In grapes, they are present as 3-glucosides and their composition depends on the type of grapes and cultivar:
- the derivatives of quercetin, kaempferol and isorhamnetin are found in white grapes;
- the derivatives of myricetin, laricitrin and syringetin are found, together with the previous ones, only in red grapes, due to the lack of expression in white grapes of the gene coding for flavonoid-3′,5′-hydroxylase.
In general, the 3-glucosides and 3-glucuronides of quercetin are the major flavonols in most of the grape varieties. Conversely, quercetin-3-rhamnoside and quercetin aglycone are the major flavonols in muscadine grapes.
In wine and grape juice, unlike grapes, they are also found as aglycones, as a result of the acid hydrolysis that occurs during processing and storage. They are present in wine in a variable amount, and the major molecules are the glycosides of quercetin and myricetin, which alone represent 20-50% of the total flavonols in red wine.
Hydroxycinnamic acids are the main class of non-flavonoid polyphenols in grapes and the major polyphenols in white wine.
The most important are p-coumaric, caffeic, sinapic, and ferulic acids, present in wine as esters with tartaric acid.
They are phytoalexins which are produced in low concentrations only by a few edible species, including grapevine (on the contrary, flavonoids are present in all higher plants).

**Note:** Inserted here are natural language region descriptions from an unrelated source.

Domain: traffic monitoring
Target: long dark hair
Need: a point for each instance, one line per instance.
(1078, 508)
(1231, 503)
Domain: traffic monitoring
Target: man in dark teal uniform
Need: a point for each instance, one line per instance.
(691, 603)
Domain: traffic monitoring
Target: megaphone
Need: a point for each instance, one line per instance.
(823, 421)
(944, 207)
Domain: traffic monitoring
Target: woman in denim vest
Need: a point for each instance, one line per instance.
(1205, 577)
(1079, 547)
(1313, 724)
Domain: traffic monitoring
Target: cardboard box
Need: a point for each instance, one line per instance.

Together with the other polyphenols in grapes and wine, also stilbenes, particularly resveratrol, have been associated with health benefits resulting from the consumption of wine.
Their content increases from the veraison to the ripening of the berry, and is influenced by the type of cultivar, climate, wine-making technology, and fungal pressure.
The main stilbenes present in grapes and wine are:
- cis- and trans-resveratrol (3,5,4′-trihydroxystilbene);
- piceid or resveratrol-3-glucopyranoside and astringin or 3′-hydroxy-trans-piceid;
- dimers and oligomers of resveratrol, called viniferins, of which the most important are:
α-viniferin, a trimer;
β-viniferin, a cyclic tetramer;
γ-viniferin, a highly polymerized oligomer;
ε-viniferin, a cyclic dimer.
In grapes, other glycosylated and isomeric forms of resveratrol and piceatannol, such as resveratroloside, hopeaphenol, or resveratrol di- and tri-glucoside derivatives, have been found in trace amounts.
Glycosylation of stilbenes is important for the modulation of antifungal activity, protection from oxidative degradation, and storage of the wine.
The synthesis of dimers and oligomers of resveratrol, both in grapes and wine, represents a defense mechanism against exogenous attacks or, on the contrary, the result of the action of extracellular enzymes released from pathogens in an attempt to eliminate undesirable compounds.
The hydroxybenzoic acid derivatives are a minor component in grapes and wine.
In grapes, gentisic, gallic, p-hydroxybenzoic and protocatechuic acids are the main ones.
Unlike hydroxycinnamates, which are present in wine as esters with tartaric acid, they are found in their free form.
Together with flavonols, proanthocyanidins, catechins, and hydroxycinnamates they are among the responsible of astringency of wine.